Help with Prune/Retention Settings

Environment:

I have several computers in my network that all, with various programs, backup to my Synology NAS drive. The NAS runs Duplicacy via Docker and uplifts everything to a Backblaze B2 bucket.

All backups work absolutely fine, backup as needed, and I have both a Check schedule running and semi-regularly check my backups are valid by restoring randomly selected files.

Everything is running smoothly.

The Question:

I have a scheduled task inside Duplicacy that runs housekeeping. Its main job is to Prune the backups in storage at Backblaze. The setting I have for this is currently:

-keep 0:360 -keep 30:180 -keep 7:30 -keep 1:7

Now I’ve noticed I’m starting to pay Backblaze more each month that I’d like, or I think is necessary, so I’d like to scale this down so Backblaze is only ever storing the last month worth of backups and nothing beyond that.

The reason for this thread is I’m a little confused as to how the Prune schedule works and exactly what command I’d need to achieve this.
I know my -keep 0:360 means no revisions older than 360 days (basically, a year), so am I correct in thinking my new revised command should be:

-keep 0:360 -keep 0:180 -keep 1:30 -keep 1:7

That would give me only 1 copy at a month old, I think? But what does the 1:7 mean? The help documents say it’s “1 revision for revisions older than 7 days”. Why older than 7 days? I want 1 revision each day, which is when the backup happens, and then nothing over a month; i.e. I only ever want 30 rolling days backups. Does the above command satisfy that?

Apologies if this is a simple question, but I’m having a hard time following how these retention commands work.

You want this:
-keep 0:180 -keep 1:30

That will not keep any snapshots older than 6 months; it will delete them all. It will then keep 1 snapshot every day for any snapshots older than 1 month. For any snapshots made within a month, it will just keep every single snapshot you create. (Technically, you don’t even need that second -keep because you are only backing up once a day, so in practice it’s not really going to delete anything.

The help documents say it’s “1 revision for revisions older than 7 days”. Why older than 7 days?
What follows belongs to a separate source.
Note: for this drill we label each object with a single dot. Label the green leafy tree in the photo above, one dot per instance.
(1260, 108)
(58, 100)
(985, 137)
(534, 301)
Because the command you are running is prune which is a command to DELETE snapshots. -keep is just a flag. It’s saying, “while you are in the processing deleting a bunch of stuff, don’t delete this stuff.”

If you want 1 snapshot for each day up to 30, then just make sure you run a backup at least every day. On the other hand, if you were backup up every hour, then you might want to add more flags to decide how many of those to keep.

2 Likes

That makes, sense; thank you.

One more thing, most of my backups are daily, but I also have two jobs scheduled on the NAS that backup weekly on a specific day. These are backups that aren’t subject to much change, so don’t need as frequent snapshotting.

In the example you gave - -keep 0:180 -keep 1:30 - can I assume, then, that the daily backups will be one as day and not go over 30 days (i.e there will be 30 copies of them) and the weekly ones will have four historical examples?

Here’s what we get if we run duplicacy prune -h

-keep <n:m> [+] keep 1 snapshot every n days for snapshots older than m days

So just plug in our -keep 1:30 and it will tell us what happens:
keep 1 snapshot every 1 day for snapshots older than 30 days.

This means:

  • There is no “30 copies” anywhere here
  • For any snapshot that is less than 30 days old, duplicacy won’t delete it. How many of those snapshots there are just depends on how many you made.
  • For snapshots older than 30 days, duplicacy will keep 1 per day and delete the rest.
  • If the number of snapshots Duplicacy encounters is smaller than the prune command is instructed to keep, then it will just keep them all.
  • For example, if you run prune with the keep flags described above, -keep 0:18 -keep 1:30 , duplicacy will DELETE all snapshots older than 180 days and NOT TOUCH any snapshots less than 30 days old. It will look at snapshots between 30 and 180 days old. If finds only one per week or two per week, then it won’t delete anything. If it finds 10 or 20 per week, then it will delete 3 or 13 per week (that is, enough to get to 1 per day).

Please also keep in mind that you can can run prune against all snapshot ids -a or against a specific snapshot id -id <snapshot id>, so when it comes to the different jobs you have scheduled it will depend how you run the backups (same snapshot id, or different ids) and how you run the prunes.

Hokay, I think I get how Duplicacy is handling these backups now, thank you.

Honestly, I still don’t get why it doesn’t just do the same as most backup software packages and clearly state “keep X copies” and then rollover at that value. That would be so much easier to understand and account for!

You want to keep cadence of backups in time, regardless of number of backups taken at any specific point in time, so “keep X copies” is meaningless, because you can’t know will these X copies span 1 day or one year.

For example if you take hourly backups, but one day your machine slept for 8 hours and there other -16 hours, you will end up with different length backup history. This is bad and inconsistent. Pruning by time backup was taken will do the right thing there.

Pretty much all backup software operates that way — by specifying time intervals in the past the snapshots must be kept at.

Duplicacy’s way to specify that cadence is different, but it’s no better and no worse than any other approach. It provides flexibility at the expense of extra complexity. Web UI however has a preset for most common configuration (GFS) to hide the complexity from those that don’t need it.